Wider is _not necessarily_ Better...its only a general rule. For space planning any of those engines will work for 8' diameter (4' Radius) heck most of those will work on 6.5' diameter or even 5' diameter. Myself I think using the widest radius is secondary to using what fits the space best. Sure you could use 20' diameter curves but depending on your available space you also end up with a giant but very boring circle, PLAN your layout and USE whatever curvature that allows you to acheive that vision you may find your using a mix of 8'D, 10'D even some 6.5'D or even 5'D if you need a very tight corner somewhere and broader 12' or even 20' diameters elsewhere for those broad sweeping curves. Plan around your biggest anticipated engine and then design the layout accordingly


----------



## jimtyp (Jan 2, 2008)

I started with 4' diameter (2' radius) and found I could run some locos but was limited. I now have a minimum of 8' diameter (4' radius) and can run most locos and rolling stock available, except for some of the really long locos, like a big boy. If I had the space I'd go bigger than 8' diameter just because I think the train would look more prototypical on even larger curves. So I'm with the others that say go with the biggest you can fit in your space.


----------



## seadawg (Jan 2, 2008)

I'm in agreement with those above. An 0-4-0 can negotiate the same curves as an Allegheny (and look good doing it) but the Allegheny can not do the reverse. It is also difficult to change the radius later. (I've done it. Don't advise it)


----------



## coyote97 (Apr 5, 2009)

and for more: diameter is not the only trick.

1.) be carefull with the bigger and "better" rolling stock of bachmann spectrum and AMS. There are some cars (especially the passenger coaches) that really needs 8 ft diameter. 
2.) NEVER build direct "S"-shaped curves.
3.) ALWAYS use a straight track of 8-10 inches between the curves of an "S".
4.) cover your curve-diameter with a trick: when your locos and stuff run through 8 ft dia, u can use this dia even when u have the space to build a 10 or 12 ft dia-curve.
"stretch" your curve by starting with a very wide diameter (about 20 or 25 ft.). Then use a more sharp dia (10 ft.) then go to the 8 ft dia just in the middle angles(peak) of your curve. Give it an exit the same way.
That looks very smooth though. For Model-Standardgauge Mainlines it is recommended to use at least 5 or 6 steps of "sharping" in to a curve. I think for a narrow gauge line its not neccessary. but 2 or 3 steps is fine.

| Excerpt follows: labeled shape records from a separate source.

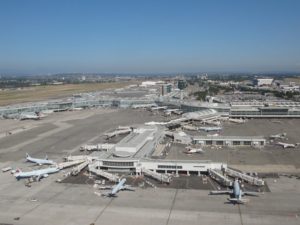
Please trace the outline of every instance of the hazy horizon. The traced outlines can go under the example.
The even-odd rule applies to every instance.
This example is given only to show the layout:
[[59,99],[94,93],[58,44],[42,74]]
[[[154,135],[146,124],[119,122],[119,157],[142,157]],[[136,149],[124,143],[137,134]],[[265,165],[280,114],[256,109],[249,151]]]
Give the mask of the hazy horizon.
[[300,1],[1,1],[0,74],[298,73]]

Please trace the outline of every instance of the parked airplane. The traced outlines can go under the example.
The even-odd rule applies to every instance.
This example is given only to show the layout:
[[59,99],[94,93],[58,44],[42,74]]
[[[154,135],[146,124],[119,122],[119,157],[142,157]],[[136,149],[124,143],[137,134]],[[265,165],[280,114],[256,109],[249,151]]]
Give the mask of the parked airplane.
[[111,189],[111,191],[107,192],[107,193],[102,193],[101,195],[102,196],[106,196],[106,197],[116,197],[117,196],[116,194],[119,191],[124,191],[124,190],[134,191],[135,190],[130,185],[125,185],[125,182],[126,182],[126,179],[123,178],[117,185],[114,185],[114,186],[105,186],[102,189]]
[[285,139],[286,133],[270,135],[270,139]]
[[184,151],[184,153],[185,154],[204,153],[204,150],[202,148],[186,147],[186,151]]
[[233,118],[229,118],[228,121],[232,122],[232,123],[245,123],[246,122],[246,120],[244,120],[244,119],[233,119]]
[[28,112],[28,113],[21,113],[20,114],[20,120],[39,120],[43,117],[46,117],[46,115],[40,113],[40,112]]
[[209,132],[209,131],[220,131],[222,130],[222,127],[199,127],[198,129]]
[[39,181],[43,177],[48,177],[51,173],[57,173],[59,171],[58,167],[49,167],[46,169],[40,169],[40,170],[33,170],[29,172],[22,172],[21,170],[17,170],[17,172],[14,174],[17,180],[20,180],[22,178],[30,178],[35,177]]
[[28,162],[33,162],[38,165],[53,165],[55,162],[53,160],[49,160],[48,156],[46,155],[45,159],[38,159],[38,158],[32,158],[28,153],[26,153],[26,160]]
[[156,104],[137,104],[137,105],[132,105],[131,108],[133,109],[145,109],[145,108],[151,108],[151,107],[156,107]]
[[289,144],[284,142],[277,142],[276,144],[282,146],[283,148],[296,148],[298,146],[298,144]]
[[157,106],[157,107],[152,107],[150,110],[155,111],[155,110],[165,110],[167,109],[168,106]]
[[213,125],[213,126],[220,126],[221,122],[220,121],[213,121],[213,120],[204,120],[203,124]]
[[147,125],[147,126],[151,126],[151,125],[166,125],[167,124],[167,122],[155,122],[155,121],[151,121],[151,122],[147,122],[147,123],[145,123],[145,125]]
[[242,198],[244,195],[250,195],[250,196],[257,196],[258,193],[256,192],[249,192],[249,191],[242,191],[239,181],[236,179],[233,183],[233,189],[232,190],[225,190],[225,191],[211,191],[211,195],[217,195],[217,194],[229,194],[231,195],[230,198],[228,198],[228,201],[232,203],[238,203],[238,204],[244,204],[249,201],[249,199]]

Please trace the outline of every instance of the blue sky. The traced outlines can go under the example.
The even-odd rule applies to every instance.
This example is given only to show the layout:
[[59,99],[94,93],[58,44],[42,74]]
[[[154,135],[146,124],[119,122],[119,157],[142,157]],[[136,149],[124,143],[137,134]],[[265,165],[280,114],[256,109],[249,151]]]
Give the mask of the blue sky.
[[300,71],[298,0],[0,0],[0,73]]

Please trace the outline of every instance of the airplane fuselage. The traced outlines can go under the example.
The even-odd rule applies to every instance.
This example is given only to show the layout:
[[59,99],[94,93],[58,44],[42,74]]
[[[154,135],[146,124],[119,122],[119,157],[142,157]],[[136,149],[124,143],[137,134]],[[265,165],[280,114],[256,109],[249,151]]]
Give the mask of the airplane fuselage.
[[27,157],[26,158],[27,161],[29,162],[33,162],[39,165],[53,165],[54,162],[52,160],[48,160],[48,159],[36,159],[36,158],[32,158],[32,157]]
[[111,196],[114,196],[115,194],[117,194],[121,189],[122,187],[124,186],[126,182],[126,179],[122,179],[112,190],[111,190],[111,193],[110,195]]
[[41,170],[34,170],[34,171],[29,171],[29,172],[17,172],[15,173],[15,177],[19,180],[21,178],[28,178],[28,177],[41,177],[44,175],[48,175],[51,173],[56,173],[58,172],[59,169],[57,167],[53,168],[46,168],[46,169],[41,169]]

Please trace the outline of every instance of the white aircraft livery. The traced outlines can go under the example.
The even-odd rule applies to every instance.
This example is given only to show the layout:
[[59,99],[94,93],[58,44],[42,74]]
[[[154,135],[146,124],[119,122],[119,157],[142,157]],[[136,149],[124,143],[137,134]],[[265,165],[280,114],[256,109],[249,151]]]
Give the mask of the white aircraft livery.
[[111,189],[111,191],[107,193],[103,193],[102,196],[116,197],[116,194],[119,191],[124,191],[124,190],[134,191],[134,188],[132,188],[130,185],[125,185],[125,182],[126,179],[123,178],[117,185],[105,187],[105,189]]
[[41,178],[48,177],[49,174],[57,173],[58,171],[59,171],[58,167],[49,167],[46,169],[33,170],[29,172],[22,172],[18,170],[18,172],[16,172],[14,176],[17,178],[17,180],[20,180],[22,178],[36,177],[37,180],[39,181]]
[[38,165],[53,165],[55,162],[53,160],[49,160],[46,156],[45,159],[32,158],[28,153],[26,153],[26,160],[28,162],[33,162]]
[[235,180],[233,183],[232,190],[225,190],[225,191],[211,191],[210,194],[217,195],[217,194],[229,194],[231,198],[228,198],[228,201],[232,203],[244,204],[249,201],[249,199],[242,198],[244,195],[251,195],[257,196],[258,193],[256,192],[244,192],[240,188],[240,184],[238,180]]
[[206,131],[206,132],[220,131],[220,130],[222,130],[222,127],[199,127],[199,130],[203,130],[203,131]]

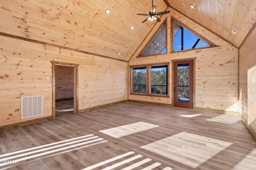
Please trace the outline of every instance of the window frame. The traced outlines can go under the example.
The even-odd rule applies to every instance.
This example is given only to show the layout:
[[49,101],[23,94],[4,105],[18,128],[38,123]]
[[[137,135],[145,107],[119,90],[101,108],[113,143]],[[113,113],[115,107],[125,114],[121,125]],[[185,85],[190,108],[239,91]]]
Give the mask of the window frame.
[[[196,35],[198,37],[198,38],[199,38],[200,39],[201,39],[203,41],[204,41],[204,42],[205,42],[206,43],[207,43],[209,45],[209,46],[208,47],[203,47],[194,48],[194,49],[187,49],[186,50],[179,50],[179,51],[174,51],[174,35],[173,32],[174,30],[174,22],[176,22],[177,23],[179,24],[181,27],[182,27],[186,29],[188,31],[194,34],[195,35]],[[201,49],[207,49],[209,48],[212,48],[212,47],[218,47],[218,46],[215,45],[214,43],[212,43],[212,41],[209,41],[208,39],[206,39],[205,37],[203,37],[201,35],[197,33],[197,32],[196,32],[196,31],[192,30],[192,29],[188,27],[186,25],[184,24],[181,22],[180,21],[178,20],[177,20],[173,16],[172,16],[171,17],[171,28],[172,28],[171,29],[171,50],[170,50],[171,53],[179,53],[181,52],[188,51],[192,51],[192,50],[198,50]]]
[[[130,66],[130,94],[140,96],[146,96],[154,97],[163,97],[169,98],[170,95],[169,68],[170,62],[146,64],[140,65]],[[167,94],[151,94],[151,67],[154,66],[166,67],[166,92]],[[135,93],[133,92],[133,70],[134,68],[146,68],[146,93]]]
[[[158,35],[158,33],[160,32],[160,31],[162,30],[162,29],[164,27],[164,26],[165,25],[165,48],[166,48],[166,51],[165,53],[160,53],[158,54],[151,54],[148,55],[142,55],[142,54],[144,53],[145,51],[146,50],[150,45],[152,43],[154,40],[156,38],[156,36]],[[152,37],[148,41],[146,46],[142,49],[142,50],[141,51],[140,53],[138,55],[137,57],[136,58],[140,58],[140,57],[145,57],[148,56],[153,56],[158,55],[162,55],[164,54],[168,54],[167,51],[167,45],[168,45],[168,33],[167,33],[167,18],[166,18],[164,21],[163,22],[163,23],[161,24],[160,26],[158,29],[157,31],[154,33]]]

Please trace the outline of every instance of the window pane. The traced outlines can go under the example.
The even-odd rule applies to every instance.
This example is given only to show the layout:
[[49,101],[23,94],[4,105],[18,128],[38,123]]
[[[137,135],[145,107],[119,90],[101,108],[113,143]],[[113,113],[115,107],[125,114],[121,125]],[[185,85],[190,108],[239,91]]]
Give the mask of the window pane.
[[146,93],[146,67],[133,68],[133,92]]
[[200,41],[199,41],[199,42],[198,42],[198,43],[196,46],[196,47],[195,47],[195,48],[204,47],[208,47],[209,46],[210,46],[210,45],[208,44],[208,43],[204,41],[202,39],[200,39]]
[[167,66],[151,67],[151,94],[167,94]]
[[141,55],[142,56],[166,53],[166,31],[165,28],[165,24],[164,24],[156,38]]
[[189,65],[188,63],[178,64],[178,102],[189,102]]
[[[174,21],[173,35],[174,51],[210,46],[175,21]],[[199,41],[198,43],[198,40]]]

That method makes very smooth curves that allows your cars and loco to "go into" the curve. Couplers do find a much smoother movement and dont tend to hook in somewhere else. With this, u can use the sharpest diameter in the peak of your curve but it looks nevertheless very fine.

Example:
I have a turning loop in my station and it goes in a very sharp (1175mm---short 8 ft dia.) s-shaped curve through a curved switch, including a major incline-change from 2% up to 4% down. (have pics on my site, take a look at the link below in the "pictures" section).
The AMS Passengers dont make a direct 8 ft-"S", i tried it.
with a straight track of just about 4 or 5 inches and a wider curvature of just about 5 or 6 degrees with ..say...12 ft. diameter on both sides it works.

Its a hard thing, though! But now, as it works, i can go through doubleheaded with a pushing loco, up or down, pushing, pulling, never had problems with it.

Greetings

Frank 





Greetings

Frank


----------



## coyote97 (Apr 5, 2009)

oh, how embarrassing.....***blush

the "pictures"-section is called "images", and there is no pic of that curved switch....sorry. I try to attach here..... 










not too good the view, but the left going track of the switch turn sharp right and meets the station-tracks. 

On the right side (What is my "mainline) of the switch u can see, the switch curve makes an outer diameter of about 12 ft what gives my exit of the 8 ft diameter-loop. After the 12 ft. switch diameter, there is a further section of about 20 ft. diameter, a straight part and then a smooth right-turning curve while the line goes uphill 

Frank


----------



## mickey (Jan 28, 2009)

I can see the answer is when doing the landscaping rock wall which is permanent, plan for a 10' if at all possible. Thanks to all..


----------



## tbar (Jan 26, 2009)

10' here too....more reallistic also


----------